La vulnérabilité d’un Dieu fait bébé
Dans son best-seller Deux petits pas sur le sable mouillé, Anne-Dauphine Julliand raconte un Noël vécu dans une joie profonde [1], malgré la maladie tragique de sa fille âgée de trois ans. Elle revient sur cette expérience forte.
Comment avez-vous pu être heureuse ce soir de Noël ?

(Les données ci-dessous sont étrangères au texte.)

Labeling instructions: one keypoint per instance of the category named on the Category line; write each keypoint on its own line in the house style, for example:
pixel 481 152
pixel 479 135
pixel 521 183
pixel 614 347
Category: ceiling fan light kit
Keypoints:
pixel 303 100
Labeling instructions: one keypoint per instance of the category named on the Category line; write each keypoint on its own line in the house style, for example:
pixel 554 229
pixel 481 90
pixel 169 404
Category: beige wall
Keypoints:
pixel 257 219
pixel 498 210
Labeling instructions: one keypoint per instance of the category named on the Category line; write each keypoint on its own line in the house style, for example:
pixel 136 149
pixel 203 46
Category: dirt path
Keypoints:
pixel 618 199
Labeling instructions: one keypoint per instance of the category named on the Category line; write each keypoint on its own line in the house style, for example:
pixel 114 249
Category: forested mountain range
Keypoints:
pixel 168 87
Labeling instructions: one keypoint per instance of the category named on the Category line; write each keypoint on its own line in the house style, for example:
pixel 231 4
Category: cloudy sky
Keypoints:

Quand on est malheureux, englouti dans son chagrin, ce qui éprouve le plus n’est pas le malheur, mais le bonheur imposé. C’est pour éviter un Noël glauque à notre fils Gaspard que nous avions accepté que
ma belle-famille vienne chez nous. Mais intérieurement, ce projet ne m’enthousiasmait pas du tout, car je savais que je devrais faire un effort pour faire semblant d’être joyeuse. Or, c’est le Noël le plus incroyable que j’ai jamais vécu. Ce soir-là, nos soucis, nos chagrins ont été balayés. Comment ? Je crois que je me suis laissé faire, que j’ai été portée par ce moment. Je me suis sentie proche de la Vierge Marie devant la vulnérabilité de Jésus tout bébé. J’ai ainsi été invitée à
accueillir la vulnérabilité de Thaïs avec une tendresse, une douceur toute particulière.
Avez-vous gardé cette joie lors des Noëls qui ont suivi ?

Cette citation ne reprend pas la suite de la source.